Level 5: Full Automation (Driverless) 

Full Automation or level 5 is where true autonomous driving is achieved. In this stage of automation, everyone in the car is a passenger. Here drivers don’t really even need to have a license and the system of automation is completely on its own, i.e. without the understanding or intervention of a human being. Just like level 4, this level also is only possible theoretically for now. 


● The number of autonomous vehicles is predicted to significantly increase in the near future. By 2023 it is predicted that more than 740,000 cars with autonomous driving capabilities will be added to the market and a vast majority of this growth will largely be driven by countries such as the United States of America, China, and others situated in Western Europe. Despite this growth, these vehicles are still

predicted to have limited autonomous capabilities and still operate under human supervision. 

● In order to develop their autonomous capabilities, algorithms that drive these vehicles are expected to be trained to detect, track, and classify objects and make informed decisions for planning of a specific path and safe navigation. Billions of incident free miles are supposed to be clocked in the Autonomous Vehicle system so that a certain acceptable level of safety norms can be achieved. The overall transition of a vehicle from level 2 to level 3 of automation, is expected to be exponential. This is due to the increasing complexity of such vehicles with time, the increased use of multiple sensors, and most importantly, the petabytes of raw data captured continuously by a fleet of Autonomous Vehicles. 

● Generally, annotation is referred to as the process of labeling the object of interest in the image or video by using bounding boxes to assist AI or ML models understand and recognize the objects detected by sensors. In a developmental sense, a high volume of data is acquired from the test mechanisms through cameras, ultrasonic sensors, radar, LIDAR, and GPS, which is then ingested from the vehicle to the data lake. This ingested data is then thoroughly labeled and processed in order to create a testing mechanism for simulation, validation and verification of automation models. 

● Huge amount of training data is required for autonomous vehicles to be operational on roads, and the current shortage of this training data is the biggest challenge which is why data annotation in Autonomous Vehicles becomes even more important. A large amount of rich and diverse labelled data is the most precious asset required for training and validation of autonomous vehicles. Ground annotation includes a collection

of information based on location which enables the image data to relate to the real situation on ground. This annotated data is crucial for training and validating the perception and prediction models with high precision. 
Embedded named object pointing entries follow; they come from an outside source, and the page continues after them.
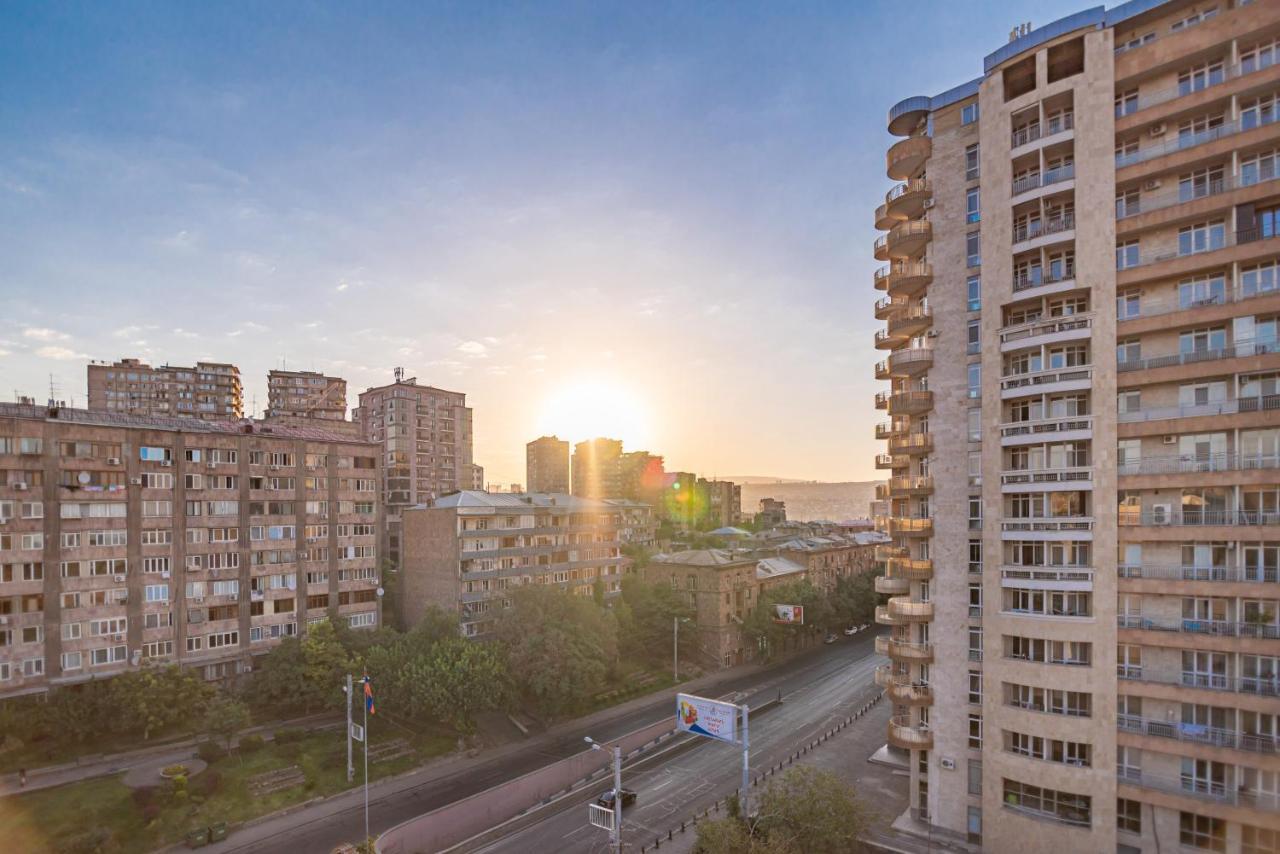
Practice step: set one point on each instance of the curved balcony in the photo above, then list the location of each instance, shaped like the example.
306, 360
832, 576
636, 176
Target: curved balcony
906, 200
910, 402
912, 444
904, 278
909, 736
901, 688
909, 240
892, 587
910, 525
912, 361
905, 610
910, 569
904, 649
906, 158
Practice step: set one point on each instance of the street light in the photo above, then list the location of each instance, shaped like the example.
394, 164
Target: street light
617, 791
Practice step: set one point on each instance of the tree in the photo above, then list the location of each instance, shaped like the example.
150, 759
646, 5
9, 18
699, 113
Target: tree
225, 717
560, 647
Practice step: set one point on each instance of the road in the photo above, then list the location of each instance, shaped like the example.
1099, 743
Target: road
323, 826
816, 698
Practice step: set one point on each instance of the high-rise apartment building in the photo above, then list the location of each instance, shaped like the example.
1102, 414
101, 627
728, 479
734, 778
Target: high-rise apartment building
126, 539
1080, 320
425, 435
466, 551
598, 469
210, 391
305, 396
547, 465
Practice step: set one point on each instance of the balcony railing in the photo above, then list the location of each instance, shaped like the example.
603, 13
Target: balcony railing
1032, 132
1191, 140
1238, 350
1046, 427
1198, 734
1200, 517
1045, 327
1260, 403
1198, 464
1212, 791
1198, 572
1043, 179
1042, 227
1219, 628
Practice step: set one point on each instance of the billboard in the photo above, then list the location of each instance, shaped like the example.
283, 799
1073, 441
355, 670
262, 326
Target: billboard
789, 613
713, 718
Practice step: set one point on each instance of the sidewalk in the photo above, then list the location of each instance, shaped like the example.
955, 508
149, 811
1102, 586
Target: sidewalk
168, 753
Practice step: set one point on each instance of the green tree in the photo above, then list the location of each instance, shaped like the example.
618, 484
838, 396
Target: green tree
560, 647
225, 717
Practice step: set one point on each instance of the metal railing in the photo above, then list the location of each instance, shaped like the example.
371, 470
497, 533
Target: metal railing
1238, 350
1191, 140
1045, 327
1198, 733
1198, 464
1260, 403
1198, 572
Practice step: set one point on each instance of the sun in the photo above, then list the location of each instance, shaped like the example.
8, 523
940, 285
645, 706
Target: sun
595, 407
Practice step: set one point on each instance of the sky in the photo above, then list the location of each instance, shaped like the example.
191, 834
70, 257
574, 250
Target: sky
647, 219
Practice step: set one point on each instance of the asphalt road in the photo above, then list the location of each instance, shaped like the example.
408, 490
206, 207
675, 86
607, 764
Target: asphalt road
817, 695
320, 830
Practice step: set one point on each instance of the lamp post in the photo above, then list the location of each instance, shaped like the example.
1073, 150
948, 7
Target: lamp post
617, 793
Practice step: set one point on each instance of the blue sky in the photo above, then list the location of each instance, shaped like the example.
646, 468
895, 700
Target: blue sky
512, 200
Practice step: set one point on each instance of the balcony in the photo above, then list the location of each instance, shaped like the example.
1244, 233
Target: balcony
1196, 734
912, 569
906, 200
912, 361
1225, 574
1047, 330
906, 158
909, 736
1260, 403
904, 610
903, 689
909, 402
903, 278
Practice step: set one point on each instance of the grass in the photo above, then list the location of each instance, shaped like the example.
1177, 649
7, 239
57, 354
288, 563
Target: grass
51, 820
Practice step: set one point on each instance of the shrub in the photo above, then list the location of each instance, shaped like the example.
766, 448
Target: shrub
210, 752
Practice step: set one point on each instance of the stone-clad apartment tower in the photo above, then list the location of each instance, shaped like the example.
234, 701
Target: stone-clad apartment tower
1080, 305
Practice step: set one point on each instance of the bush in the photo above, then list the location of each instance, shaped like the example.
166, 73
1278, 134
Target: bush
210, 752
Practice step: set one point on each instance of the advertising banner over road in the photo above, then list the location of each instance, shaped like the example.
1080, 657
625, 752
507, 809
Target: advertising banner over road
713, 718
789, 613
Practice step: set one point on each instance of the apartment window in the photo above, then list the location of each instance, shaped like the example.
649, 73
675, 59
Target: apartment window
973, 249
974, 286
973, 206
1202, 831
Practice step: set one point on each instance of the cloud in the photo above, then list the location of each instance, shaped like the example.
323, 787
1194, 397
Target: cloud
40, 333
62, 354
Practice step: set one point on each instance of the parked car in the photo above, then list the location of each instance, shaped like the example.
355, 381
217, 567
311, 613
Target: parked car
606, 799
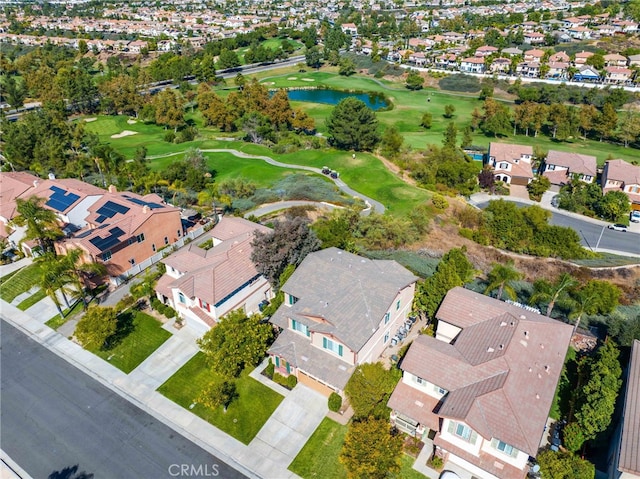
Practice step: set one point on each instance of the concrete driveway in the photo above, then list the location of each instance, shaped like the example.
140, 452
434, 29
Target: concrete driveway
290, 426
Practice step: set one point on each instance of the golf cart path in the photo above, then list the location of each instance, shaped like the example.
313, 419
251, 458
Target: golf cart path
371, 203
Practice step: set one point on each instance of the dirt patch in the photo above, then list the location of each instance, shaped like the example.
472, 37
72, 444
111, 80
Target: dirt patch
124, 133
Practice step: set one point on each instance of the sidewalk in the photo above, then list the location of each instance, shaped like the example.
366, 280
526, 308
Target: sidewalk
267, 456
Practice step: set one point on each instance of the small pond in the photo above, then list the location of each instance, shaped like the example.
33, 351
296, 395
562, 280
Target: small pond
375, 101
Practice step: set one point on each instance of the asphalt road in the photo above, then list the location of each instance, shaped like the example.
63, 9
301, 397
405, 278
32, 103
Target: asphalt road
56, 418
590, 234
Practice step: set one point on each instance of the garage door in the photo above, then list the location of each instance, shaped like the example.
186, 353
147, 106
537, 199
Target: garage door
314, 384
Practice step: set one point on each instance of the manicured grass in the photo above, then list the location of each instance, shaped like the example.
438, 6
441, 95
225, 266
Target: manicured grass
20, 282
31, 300
137, 337
319, 456
244, 417
55, 322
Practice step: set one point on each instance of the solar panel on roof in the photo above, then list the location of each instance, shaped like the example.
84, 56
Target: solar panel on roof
110, 241
109, 210
61, 199
140, 202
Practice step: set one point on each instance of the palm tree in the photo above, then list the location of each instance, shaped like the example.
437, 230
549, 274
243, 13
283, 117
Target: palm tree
41, 223
502, 277
73, 268
551, 293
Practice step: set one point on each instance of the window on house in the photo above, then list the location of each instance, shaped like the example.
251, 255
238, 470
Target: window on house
301, 328
332, 346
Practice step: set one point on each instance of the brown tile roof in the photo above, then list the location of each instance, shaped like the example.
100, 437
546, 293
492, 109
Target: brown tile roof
501, 371
300, 353
415, 404
484, 460
350, 293
630, 442
213, 274
13, 185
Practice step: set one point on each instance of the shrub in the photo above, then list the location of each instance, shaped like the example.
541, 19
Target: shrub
270, 369
466, 233
335, 402
440, 202
436, 462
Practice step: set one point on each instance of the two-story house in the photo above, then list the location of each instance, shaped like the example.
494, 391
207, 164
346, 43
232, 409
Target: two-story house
472, 65
204, 284
483, 387
124, 229
339, 310
619, 175
560, 166
511, 163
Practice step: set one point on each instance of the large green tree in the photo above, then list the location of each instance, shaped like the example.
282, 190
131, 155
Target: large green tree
369, 389
370, 450
289, 243
502, 278
236, 342
353, 126
597, 399
96, 327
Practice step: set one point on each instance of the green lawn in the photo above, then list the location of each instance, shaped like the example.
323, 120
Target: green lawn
244, 417
137, 337
57, 321
319, 456
31, 300
20, 282
318, 459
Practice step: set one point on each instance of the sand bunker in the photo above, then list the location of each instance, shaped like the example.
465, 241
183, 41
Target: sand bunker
124, 133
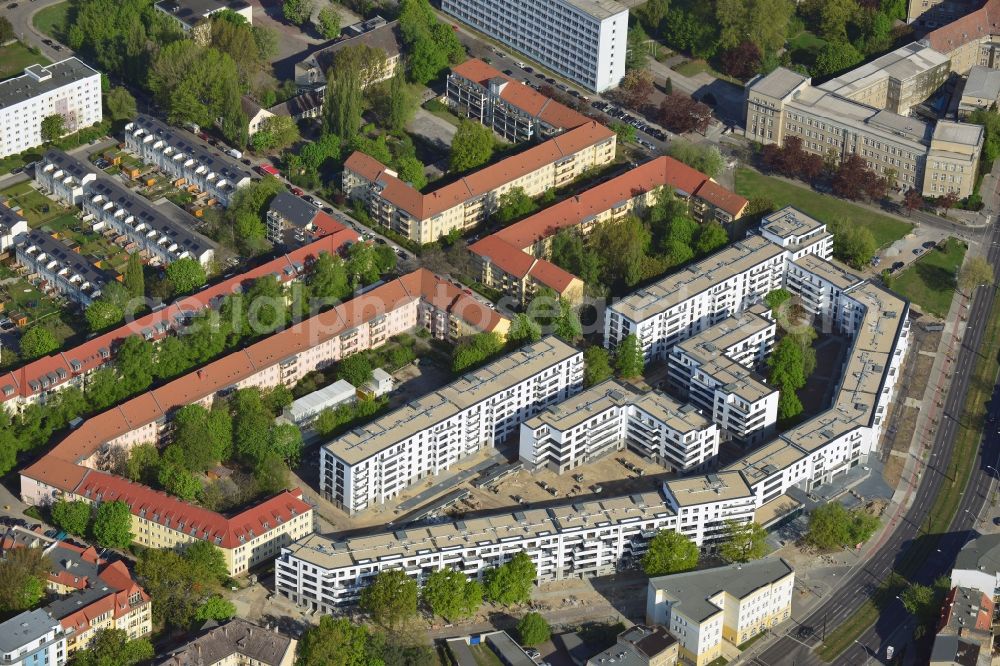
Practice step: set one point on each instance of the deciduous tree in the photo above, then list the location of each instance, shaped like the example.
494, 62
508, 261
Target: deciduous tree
669, 552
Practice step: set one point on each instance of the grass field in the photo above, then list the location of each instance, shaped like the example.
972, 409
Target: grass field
823, 207
947, 500
930, 281
52, 20
15, 57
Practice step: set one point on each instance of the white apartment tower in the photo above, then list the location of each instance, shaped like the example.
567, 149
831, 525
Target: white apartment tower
67, 88
427, 436
584, 40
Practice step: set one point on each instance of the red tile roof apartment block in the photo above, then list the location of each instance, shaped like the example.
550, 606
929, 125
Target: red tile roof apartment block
513, 259
33, 381
466, 202
73, 467
94, 594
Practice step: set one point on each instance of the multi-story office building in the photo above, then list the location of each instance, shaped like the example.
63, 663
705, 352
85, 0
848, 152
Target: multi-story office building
933, 158
185, 157
575, 540
610, 416
583, 40
377, 461
381, 37
235, 643
423, 218
514, 259
732, 603
12, 225
61, 268
67, 88
32, 638
513, 110
714, 370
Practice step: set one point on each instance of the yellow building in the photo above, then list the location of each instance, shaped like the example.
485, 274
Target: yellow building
733, 603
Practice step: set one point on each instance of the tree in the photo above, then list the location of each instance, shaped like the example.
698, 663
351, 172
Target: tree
669, 552
513, 205
113, 525
624, 132
390, 599
711, 237
596, 365
120, 104
852, 243
37, 341
703, 157
449, 594
630, 360
53, 127
471, 146
186, 275
22, 575
215, 608
743, 542
112, 647
681, 114
913, 200
511, 582
6, 30
975, 272
135, 281
275, 133
296, 12
329, 22
532, 629
742, 61
636, 89
72, 517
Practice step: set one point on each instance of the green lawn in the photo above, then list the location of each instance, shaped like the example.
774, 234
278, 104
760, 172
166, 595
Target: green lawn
52, 20
930, 282
823, 207
15, 57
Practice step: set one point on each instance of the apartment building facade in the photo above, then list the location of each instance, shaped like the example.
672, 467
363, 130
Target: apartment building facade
184, 156
423, 218
376, 462
732, 603
32, 638
715, 370
514, 260
61, 267
583, 40
67, 88
610, 416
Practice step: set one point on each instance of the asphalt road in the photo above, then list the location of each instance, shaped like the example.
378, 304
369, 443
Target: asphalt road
865, 579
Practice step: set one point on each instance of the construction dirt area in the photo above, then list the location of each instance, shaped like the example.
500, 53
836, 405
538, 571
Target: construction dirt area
903, 414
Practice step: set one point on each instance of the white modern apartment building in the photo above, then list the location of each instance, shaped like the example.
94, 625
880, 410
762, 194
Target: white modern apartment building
59, 266
377, 461
714, 370
186, 158
67, 88
583, 40
582, 539
732, 603
164, 241
610, 416
32, 638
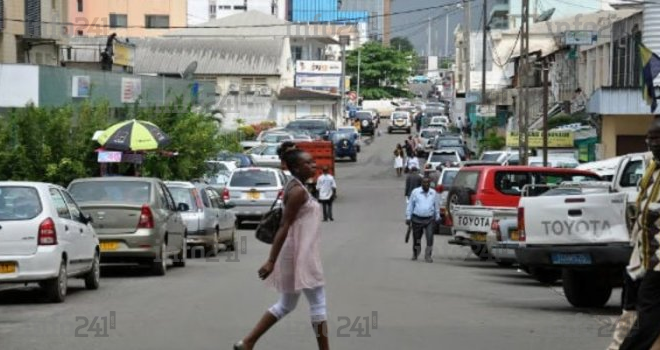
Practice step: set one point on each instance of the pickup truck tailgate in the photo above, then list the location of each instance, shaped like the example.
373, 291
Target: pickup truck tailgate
575, 219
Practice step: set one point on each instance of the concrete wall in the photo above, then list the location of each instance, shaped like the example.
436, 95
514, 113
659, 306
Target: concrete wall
621, 125
98, 12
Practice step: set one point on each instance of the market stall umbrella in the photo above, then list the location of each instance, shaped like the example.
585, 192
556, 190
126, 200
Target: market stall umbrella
134, 135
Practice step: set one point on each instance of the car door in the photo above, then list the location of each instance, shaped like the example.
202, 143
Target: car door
175, 225
68, 231
88, 238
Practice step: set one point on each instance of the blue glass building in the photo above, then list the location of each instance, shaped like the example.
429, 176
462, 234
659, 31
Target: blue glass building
324, 11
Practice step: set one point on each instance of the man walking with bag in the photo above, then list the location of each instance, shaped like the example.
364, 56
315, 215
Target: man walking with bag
422, 212
327, 189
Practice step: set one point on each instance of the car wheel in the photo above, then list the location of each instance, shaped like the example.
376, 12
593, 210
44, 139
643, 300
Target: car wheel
586, 288
544, 275
180, 260
56, 288
159, 265
93, 277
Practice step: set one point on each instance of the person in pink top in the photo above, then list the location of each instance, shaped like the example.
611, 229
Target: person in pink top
294, 265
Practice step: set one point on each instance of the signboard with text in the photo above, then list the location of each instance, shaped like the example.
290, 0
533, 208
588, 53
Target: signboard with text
556, 139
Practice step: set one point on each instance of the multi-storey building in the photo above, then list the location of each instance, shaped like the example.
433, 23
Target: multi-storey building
143, 18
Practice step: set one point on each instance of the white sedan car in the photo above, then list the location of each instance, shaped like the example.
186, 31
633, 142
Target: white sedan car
45, 238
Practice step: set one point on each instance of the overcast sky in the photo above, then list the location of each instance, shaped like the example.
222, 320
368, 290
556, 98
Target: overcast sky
414, 25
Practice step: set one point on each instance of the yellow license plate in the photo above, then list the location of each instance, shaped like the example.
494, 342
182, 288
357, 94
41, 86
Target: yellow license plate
479, 237
109, 246
7, 267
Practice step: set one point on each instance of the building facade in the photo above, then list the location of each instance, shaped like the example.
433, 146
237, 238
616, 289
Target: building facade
201, 11
144, 18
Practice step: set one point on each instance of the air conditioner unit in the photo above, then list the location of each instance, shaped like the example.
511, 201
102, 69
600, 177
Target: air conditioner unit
265, 91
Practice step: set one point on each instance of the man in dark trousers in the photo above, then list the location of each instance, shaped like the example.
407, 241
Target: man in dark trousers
422, 212
413, 180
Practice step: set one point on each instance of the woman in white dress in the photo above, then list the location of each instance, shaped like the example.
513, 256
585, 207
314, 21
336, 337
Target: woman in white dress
398, 159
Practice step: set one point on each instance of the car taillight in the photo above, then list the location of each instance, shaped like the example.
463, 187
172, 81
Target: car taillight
47, 232
198, 200
521, 224
146, 218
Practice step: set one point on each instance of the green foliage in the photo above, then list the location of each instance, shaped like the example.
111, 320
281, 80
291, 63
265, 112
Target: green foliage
380, 67
402, 44
55, 144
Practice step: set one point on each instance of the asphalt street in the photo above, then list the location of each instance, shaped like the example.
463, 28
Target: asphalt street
377, 297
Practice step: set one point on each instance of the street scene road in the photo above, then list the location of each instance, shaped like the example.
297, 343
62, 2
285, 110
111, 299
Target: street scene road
377, 298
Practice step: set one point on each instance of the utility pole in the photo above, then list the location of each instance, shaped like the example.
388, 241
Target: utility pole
545, 112
523, 106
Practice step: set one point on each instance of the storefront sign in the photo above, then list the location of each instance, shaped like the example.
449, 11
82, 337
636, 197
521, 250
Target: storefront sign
556, 139
318, 67
80, 86
131, 88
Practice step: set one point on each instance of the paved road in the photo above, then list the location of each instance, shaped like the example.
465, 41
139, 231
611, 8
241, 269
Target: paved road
454, 303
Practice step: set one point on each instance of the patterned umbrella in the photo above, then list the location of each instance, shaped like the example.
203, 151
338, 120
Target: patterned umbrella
133, 135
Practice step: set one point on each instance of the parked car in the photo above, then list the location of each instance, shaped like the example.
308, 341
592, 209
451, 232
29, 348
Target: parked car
241, 160
45, 238
136, 218
477, 190
208, 220
579, 233
265, 156
400, 120
344, 145
253, 191
367, 125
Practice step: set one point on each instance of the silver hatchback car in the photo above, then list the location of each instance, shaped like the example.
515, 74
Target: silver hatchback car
253, 191
209, 221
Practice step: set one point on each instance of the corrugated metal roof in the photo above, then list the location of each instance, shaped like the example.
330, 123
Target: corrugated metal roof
613, 101
213, 56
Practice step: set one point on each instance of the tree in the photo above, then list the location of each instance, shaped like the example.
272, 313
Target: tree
402, 44
381, 69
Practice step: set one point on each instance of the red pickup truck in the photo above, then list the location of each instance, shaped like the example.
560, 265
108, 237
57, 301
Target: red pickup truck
478, 190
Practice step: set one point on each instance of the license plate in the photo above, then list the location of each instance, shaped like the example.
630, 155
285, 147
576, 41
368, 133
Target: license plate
571, 259
7, 267
479, 237
515, 235
108, 246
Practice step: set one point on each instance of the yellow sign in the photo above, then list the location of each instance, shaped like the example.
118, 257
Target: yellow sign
123, 54
556, 139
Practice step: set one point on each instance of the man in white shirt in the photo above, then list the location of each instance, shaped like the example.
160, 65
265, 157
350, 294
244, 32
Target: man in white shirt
327, 188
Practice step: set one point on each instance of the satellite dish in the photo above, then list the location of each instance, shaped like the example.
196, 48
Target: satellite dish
546, 15
190, 70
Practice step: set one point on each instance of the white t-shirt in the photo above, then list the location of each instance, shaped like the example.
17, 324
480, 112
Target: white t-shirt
324, 185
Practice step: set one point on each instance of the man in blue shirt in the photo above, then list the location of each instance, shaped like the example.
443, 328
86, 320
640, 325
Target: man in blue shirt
422, 212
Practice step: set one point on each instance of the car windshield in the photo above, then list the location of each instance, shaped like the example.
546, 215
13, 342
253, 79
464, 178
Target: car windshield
448, 178
19, 203
183, 195
253, 178
119, 192
443, 157
427, 134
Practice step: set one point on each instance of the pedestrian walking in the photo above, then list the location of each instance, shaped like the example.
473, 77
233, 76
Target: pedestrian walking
398, 159
327, 190
413, 180
641, 295
422, 213
294, 264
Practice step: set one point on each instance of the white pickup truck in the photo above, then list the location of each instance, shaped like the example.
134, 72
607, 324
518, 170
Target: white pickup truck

● In order to obtain the necessary volume of data to feed into the system and train the ML algorithms, researchers need to have thousands and thousands of images annotated. This could potentially vary from simple 2D bounding boxes to relatively complex annotation methods, such as semantic segmentation. Even though automation companies such as Waymo, Argo.ai and Tesla have already amassed a ton of such annotated data, it is still enough for AI companies to overcome these challenges. 

● For autonomous vehicles, ground-truth labeling helps in annotating urban situations, highway environments, road markings and signboards, and different weather conditions that enable an efficient training of the vehicle and smooth detection of moving objects. Labelling this huge dataset requires significant resources, time and money and is largely done manually. 

● A number of automation software tools, and labeling apps have come up recently to provide frameworks that possess the ability to create algorithms for automating the entire labeling process and ensuring precision and safety simultaneously. Some of the more prominent automatic annotation tools are Amazon’s SageMaker Ground Truth, MathWorks Ground Truth Labeler app, Computer Vision Annotation Tool (CVAT) developed by Intel, Visual Object Tagging Tools (VoTT) by Microsoft, DataTurks, LabelMe, Fast Image Data Annotation Tool (FIAT), COCO Annotator and Cloud-LSVA.